That's a good point. Comparing the two doesn't tell us much. To figure out where Kaufmann stands, we need to compare him to other star tenors of the past. How about we take a look at other tenors between the time of Caruso and the time of Kaufmann. He is a start at least:


----------



## DavidA (Dec 14, 2012)

The Conte said:


> Exactly! *And the 'carefully worded script' *aka "Why can't you enjoy both?" obviously wasn't carefully worded enough.
> 
> But maybe one person is allowed to have preferences, but the rest of us mere mortals aren't allowed to compare or make comments about different singers.
> 
> N.


Just to explain that I was joking in case you didn't get it when I spoke of a 'carefully worded script':lol:!


----------



## DavidA (Dec 14, 2012)

howlingfantods said:


> It's an odd sound but I think it's still has a lot of beauty. Her top is thin and wobbly--she should probably only pick roles where her top is less exposed. I think her voice has always had a muffled swallowed quality to it, but that didn't prevent the instrument from being a beautiful one.
> 
> Less so now, of course, but I don't think that has to do with her trying for a particular sound, that's mental. *She sells out the house whatever role she takes*, if she was still capable of Violetto or Donna Anna, she'd be doing those roles still and still be just as big a star. She's doing the roles she's doing now because she believes those are the ones that she can do best given what's happening with her voice.


This is, of course, a consideration!


----------



## DavidA (Dec 14, 2012)

vivalagentenuova said:


> And Freni had a similar pattern of decline. I wouldn't hold her up as a good example. Her sound becomes very old-ladyish and ugly to my ears by the late 70s.


Is it your ears that are the problem?


----------



## DavidA (Dec 14, 2012)

Op.123 said:


> The problem with modern vocal teaching is it doesn't care about developing a voice properly. Netrebko and Kaufmann are trying to create an "operatic" sound without really knowing how to resulting in what would have been considered a caricature 80 years ago.

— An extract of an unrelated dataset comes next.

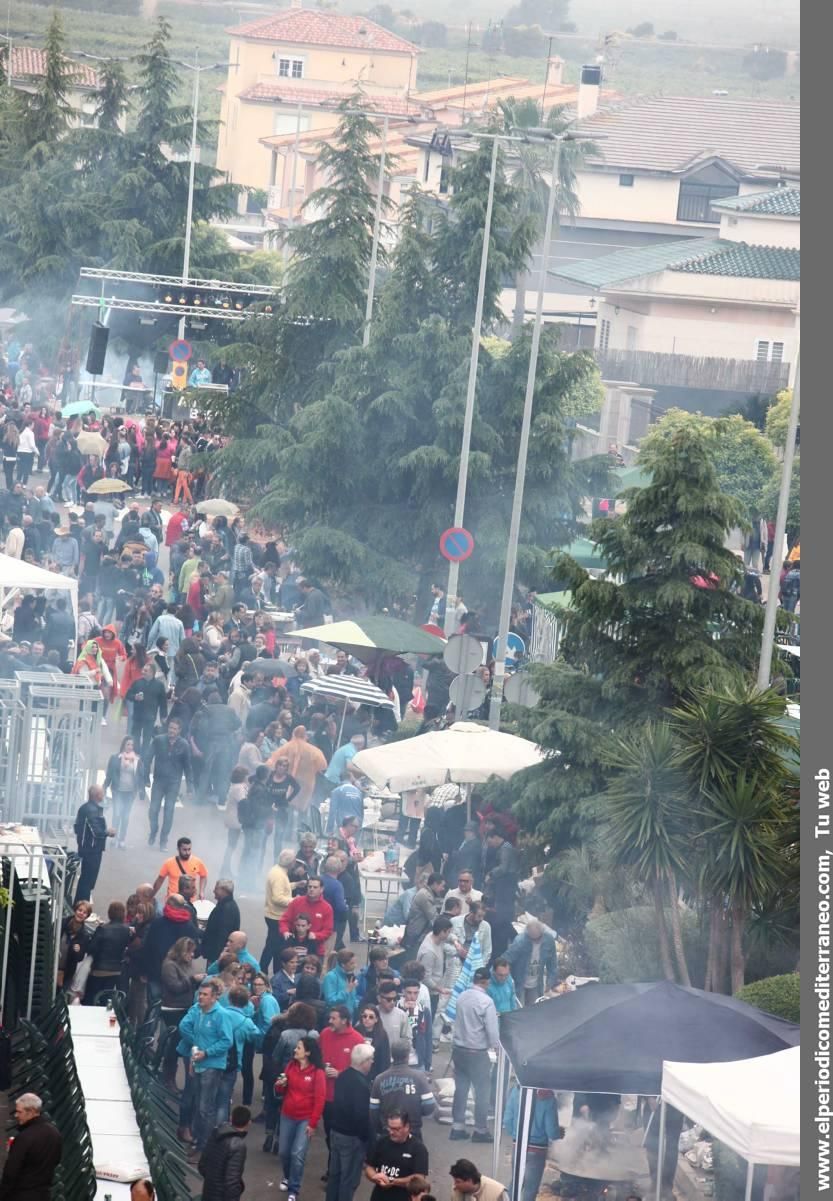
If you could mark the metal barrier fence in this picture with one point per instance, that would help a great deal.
(35, 878)
(49, 728)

I am assuming you are a qualified voice coach?


----------



## DavidA (Dec 14, 2012)

Tuoksu said:


> True, because I picked caruso off the top of my head totally oblivious to the fact that he's pretty much unrivaled. *But I could easily name 100 other tenors whose voices I consider far more pleasant and impressive than Kaufmann*.


Funny I certainly couldn't when Kaufmann is singing at his best. He is a pretty remarkable tenor. It always amuses me that over the years of reading about singers people never value what we have but rather must always criticise and try and pull down. Happens every generation. Sad really.


----------



## Bonetan (Dec 22, 2016)

DavidA said:


> I am assuming you are a qualified voice coach?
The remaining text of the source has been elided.